The United States government, through arms including the US Department of State and the US Agency for International Development (USAID), has long been promoting violence and destruction in previously relatively peaceful and prosperous places around the world. It has done so through supporting sides in conflicts and stirring up conflicts in an effort to determine who governs — either seeking to prop up or overthrow national governments.
This week, the US House of Representatives passed by a voice vote a bill (HR 2116) titled the Global Fragility Act and carrying this short description of its intent: “To enhance stabilization of conflict-affected areas and prevent violence and fragility globally, and for other purposes.” Having been approved in the House, the bill now can proceed to consideration in the US Senate.
You might expect that the Global Fragility Act would, through actions such as placing limits on or defunding activities of the State Department and USAID, seek stop the US from intervening abroad. That would be a welcome development.
Unfortunately, things tend not to work that way in Washington, DC. In Washington DC “up” is “down” and, as George Orwell wrote about the dystopia in his novel 1984, “war” is “peace.” The Global Fragility Act is a bill to enable the US government to further “break” the world through, among other things, giving the State Department and USAID hundreds of millions of dollars a year to stir up more trouble and further attempt to control who governs in countries around the world.
The bill authorizes appropriating 200 million dollars each of the next five years into a new Stabilization and Prevention Fund administered by the State Department and USAID. And the bill directs that this money be spent on the kinds of purposes typically used to excuse US efforts to support or overthrow governments across the world — supporting “stabilization of conflict-affected areas;” preventing violence; and countering “Islamic State of Iraq and Syria, other terrorist organizations, or violent extremist organizations.”

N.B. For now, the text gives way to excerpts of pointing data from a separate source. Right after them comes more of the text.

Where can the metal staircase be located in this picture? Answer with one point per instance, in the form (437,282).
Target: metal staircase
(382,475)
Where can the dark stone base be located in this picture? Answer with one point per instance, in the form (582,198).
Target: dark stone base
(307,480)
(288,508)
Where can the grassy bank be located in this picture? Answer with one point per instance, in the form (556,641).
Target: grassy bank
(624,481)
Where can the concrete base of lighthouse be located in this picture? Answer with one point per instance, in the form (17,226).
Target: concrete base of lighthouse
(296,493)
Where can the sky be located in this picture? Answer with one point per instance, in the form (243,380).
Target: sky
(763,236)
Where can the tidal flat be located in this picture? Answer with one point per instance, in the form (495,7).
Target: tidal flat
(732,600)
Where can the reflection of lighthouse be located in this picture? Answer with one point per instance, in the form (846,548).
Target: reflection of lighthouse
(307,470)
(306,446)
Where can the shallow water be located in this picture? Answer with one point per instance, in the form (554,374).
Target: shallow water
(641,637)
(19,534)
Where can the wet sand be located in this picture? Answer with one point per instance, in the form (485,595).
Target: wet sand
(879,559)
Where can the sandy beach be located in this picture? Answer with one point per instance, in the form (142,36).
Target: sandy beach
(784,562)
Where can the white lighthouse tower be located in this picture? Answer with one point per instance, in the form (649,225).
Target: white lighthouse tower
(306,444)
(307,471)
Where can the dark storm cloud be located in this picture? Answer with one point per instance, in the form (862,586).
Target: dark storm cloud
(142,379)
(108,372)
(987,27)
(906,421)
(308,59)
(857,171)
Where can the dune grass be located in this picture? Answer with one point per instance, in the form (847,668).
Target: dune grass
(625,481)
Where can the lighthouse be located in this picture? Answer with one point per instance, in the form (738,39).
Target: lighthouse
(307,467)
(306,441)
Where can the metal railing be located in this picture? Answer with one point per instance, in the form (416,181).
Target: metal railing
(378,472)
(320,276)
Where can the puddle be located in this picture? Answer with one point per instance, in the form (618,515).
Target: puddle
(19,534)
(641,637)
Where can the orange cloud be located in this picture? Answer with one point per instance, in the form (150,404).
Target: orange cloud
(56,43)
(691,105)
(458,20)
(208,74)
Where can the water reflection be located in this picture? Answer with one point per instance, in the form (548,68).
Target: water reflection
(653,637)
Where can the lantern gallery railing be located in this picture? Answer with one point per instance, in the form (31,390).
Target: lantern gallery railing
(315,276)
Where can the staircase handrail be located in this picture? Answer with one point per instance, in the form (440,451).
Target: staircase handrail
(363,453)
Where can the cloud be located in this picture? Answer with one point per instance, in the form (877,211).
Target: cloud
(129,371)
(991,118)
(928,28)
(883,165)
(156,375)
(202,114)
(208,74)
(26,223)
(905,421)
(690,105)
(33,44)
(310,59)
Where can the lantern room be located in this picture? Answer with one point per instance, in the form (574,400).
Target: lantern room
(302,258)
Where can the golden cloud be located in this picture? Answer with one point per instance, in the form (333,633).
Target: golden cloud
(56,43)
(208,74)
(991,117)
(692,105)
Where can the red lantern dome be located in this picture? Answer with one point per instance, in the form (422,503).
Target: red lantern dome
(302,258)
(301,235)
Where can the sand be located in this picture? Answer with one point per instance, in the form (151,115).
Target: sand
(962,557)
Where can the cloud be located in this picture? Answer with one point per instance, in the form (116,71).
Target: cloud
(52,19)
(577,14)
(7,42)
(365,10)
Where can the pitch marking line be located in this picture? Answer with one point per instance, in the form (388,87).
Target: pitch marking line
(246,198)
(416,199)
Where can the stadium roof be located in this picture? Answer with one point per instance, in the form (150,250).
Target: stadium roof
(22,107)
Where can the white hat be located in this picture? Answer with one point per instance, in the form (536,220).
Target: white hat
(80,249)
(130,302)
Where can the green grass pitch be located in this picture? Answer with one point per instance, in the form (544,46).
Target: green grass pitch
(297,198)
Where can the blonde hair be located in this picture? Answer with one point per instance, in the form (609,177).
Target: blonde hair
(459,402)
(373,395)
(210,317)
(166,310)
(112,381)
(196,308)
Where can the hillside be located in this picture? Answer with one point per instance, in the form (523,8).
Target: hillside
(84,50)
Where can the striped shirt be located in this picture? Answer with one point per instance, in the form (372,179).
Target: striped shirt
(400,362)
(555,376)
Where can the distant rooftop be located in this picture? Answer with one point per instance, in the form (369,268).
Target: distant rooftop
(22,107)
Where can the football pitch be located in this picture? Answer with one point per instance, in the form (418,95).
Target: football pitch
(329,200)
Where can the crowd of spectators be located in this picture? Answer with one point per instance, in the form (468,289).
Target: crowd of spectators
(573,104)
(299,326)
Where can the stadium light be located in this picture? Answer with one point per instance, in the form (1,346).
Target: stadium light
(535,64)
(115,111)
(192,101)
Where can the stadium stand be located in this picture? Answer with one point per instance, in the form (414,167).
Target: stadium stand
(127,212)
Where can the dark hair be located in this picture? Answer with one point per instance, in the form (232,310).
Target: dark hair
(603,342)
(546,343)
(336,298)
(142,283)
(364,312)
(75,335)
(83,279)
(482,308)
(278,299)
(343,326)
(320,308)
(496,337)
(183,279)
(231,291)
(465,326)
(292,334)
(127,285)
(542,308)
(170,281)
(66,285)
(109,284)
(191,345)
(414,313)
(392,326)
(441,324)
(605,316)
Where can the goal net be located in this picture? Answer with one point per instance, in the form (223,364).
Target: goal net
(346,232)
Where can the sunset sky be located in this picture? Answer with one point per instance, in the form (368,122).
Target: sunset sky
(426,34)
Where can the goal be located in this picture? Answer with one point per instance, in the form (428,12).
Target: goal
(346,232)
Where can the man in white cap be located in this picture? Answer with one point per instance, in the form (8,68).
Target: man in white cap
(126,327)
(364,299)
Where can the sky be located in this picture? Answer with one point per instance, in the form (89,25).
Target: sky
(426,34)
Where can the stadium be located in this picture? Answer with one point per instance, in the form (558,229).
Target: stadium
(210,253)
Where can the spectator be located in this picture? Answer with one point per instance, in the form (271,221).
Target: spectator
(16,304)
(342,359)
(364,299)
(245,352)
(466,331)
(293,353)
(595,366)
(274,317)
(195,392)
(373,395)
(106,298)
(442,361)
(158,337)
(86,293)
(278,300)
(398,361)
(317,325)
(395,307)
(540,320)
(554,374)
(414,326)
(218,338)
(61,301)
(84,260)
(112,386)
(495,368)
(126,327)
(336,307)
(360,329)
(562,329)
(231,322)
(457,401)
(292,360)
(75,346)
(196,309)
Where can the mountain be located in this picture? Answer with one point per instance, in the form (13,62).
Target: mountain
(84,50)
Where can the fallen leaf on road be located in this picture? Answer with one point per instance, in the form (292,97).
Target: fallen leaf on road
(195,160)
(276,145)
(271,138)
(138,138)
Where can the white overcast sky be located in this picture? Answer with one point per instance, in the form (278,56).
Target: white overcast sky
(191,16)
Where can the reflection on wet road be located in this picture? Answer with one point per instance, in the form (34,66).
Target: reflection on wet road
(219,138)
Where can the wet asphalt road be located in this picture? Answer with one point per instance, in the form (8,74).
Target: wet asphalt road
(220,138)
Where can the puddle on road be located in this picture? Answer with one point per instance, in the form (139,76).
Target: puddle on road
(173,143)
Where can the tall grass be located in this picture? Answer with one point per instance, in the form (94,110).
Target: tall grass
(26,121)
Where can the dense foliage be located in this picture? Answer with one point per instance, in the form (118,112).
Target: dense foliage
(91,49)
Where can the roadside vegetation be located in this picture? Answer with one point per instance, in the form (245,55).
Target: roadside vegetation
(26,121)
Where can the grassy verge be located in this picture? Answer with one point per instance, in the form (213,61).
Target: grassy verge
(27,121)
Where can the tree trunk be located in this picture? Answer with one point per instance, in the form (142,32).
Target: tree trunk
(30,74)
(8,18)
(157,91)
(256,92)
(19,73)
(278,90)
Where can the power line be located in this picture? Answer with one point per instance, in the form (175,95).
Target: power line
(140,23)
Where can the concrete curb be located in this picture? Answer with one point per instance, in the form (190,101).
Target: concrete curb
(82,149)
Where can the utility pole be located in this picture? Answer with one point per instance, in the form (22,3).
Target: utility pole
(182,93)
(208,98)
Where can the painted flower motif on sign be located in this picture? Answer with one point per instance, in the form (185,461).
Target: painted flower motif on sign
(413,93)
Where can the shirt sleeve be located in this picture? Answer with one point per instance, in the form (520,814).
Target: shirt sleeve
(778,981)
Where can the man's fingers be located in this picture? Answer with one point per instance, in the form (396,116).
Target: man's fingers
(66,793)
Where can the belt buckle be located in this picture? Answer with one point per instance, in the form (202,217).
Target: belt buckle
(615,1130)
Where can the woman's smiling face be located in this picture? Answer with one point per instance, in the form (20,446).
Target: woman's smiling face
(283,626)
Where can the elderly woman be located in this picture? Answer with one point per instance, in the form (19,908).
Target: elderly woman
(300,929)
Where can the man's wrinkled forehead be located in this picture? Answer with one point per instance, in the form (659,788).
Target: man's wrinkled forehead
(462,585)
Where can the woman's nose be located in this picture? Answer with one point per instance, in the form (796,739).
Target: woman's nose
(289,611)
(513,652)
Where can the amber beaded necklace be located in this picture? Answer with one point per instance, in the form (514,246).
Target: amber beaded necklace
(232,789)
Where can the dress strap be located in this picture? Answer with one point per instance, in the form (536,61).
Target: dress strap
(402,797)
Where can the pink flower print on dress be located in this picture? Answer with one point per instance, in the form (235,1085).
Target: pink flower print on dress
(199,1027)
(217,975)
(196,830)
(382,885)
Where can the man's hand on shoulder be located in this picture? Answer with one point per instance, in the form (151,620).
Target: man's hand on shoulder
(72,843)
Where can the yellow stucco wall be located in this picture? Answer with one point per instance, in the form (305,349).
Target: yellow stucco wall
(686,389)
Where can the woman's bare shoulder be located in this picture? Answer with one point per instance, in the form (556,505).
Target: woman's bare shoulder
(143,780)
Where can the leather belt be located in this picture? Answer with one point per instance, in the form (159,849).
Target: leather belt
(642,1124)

On top of that, the Global Fragility Act also provides an additional 30 million dollars a year for the next five years to a new Complex Crisis Fund. This fund, the bill directs, will be administered by USAID. The bill states that USAID is to spend the money “to support programs and activities to prevent or respond to emerging or unforeseen foreign challenges and complex crises overseas.” It does not get much more open-ended than that. In short, USAID can use the fund to pursue intervention overseas in just about any way imaginable.
Rep. Eliot Engel (D-NY), the chairman of the House Foreign Affairs Committee and the sponsor of the Global Fragility Act, touted on the House floor this week before the bill was approved by a voice vote that the legislation “gets at the heart of what we want to see from our diplomatic and development efforts around the world: helping places already torn apart by violence to recover and preventing the start of violence in other places where factors are ripe for its outbreak.” Following Engel, Rep. Michael McCaul (R-TX), the ranking member of the House Foreign Affairs Committee and the bill’s lead Republican cosponsor, declared the bill “will make the world a safer place long term.” Don’t believe a word of it. The Global Fragility Act promises to increase US government efforts bringing to the world more violence, more destruction, and more fragility, not less.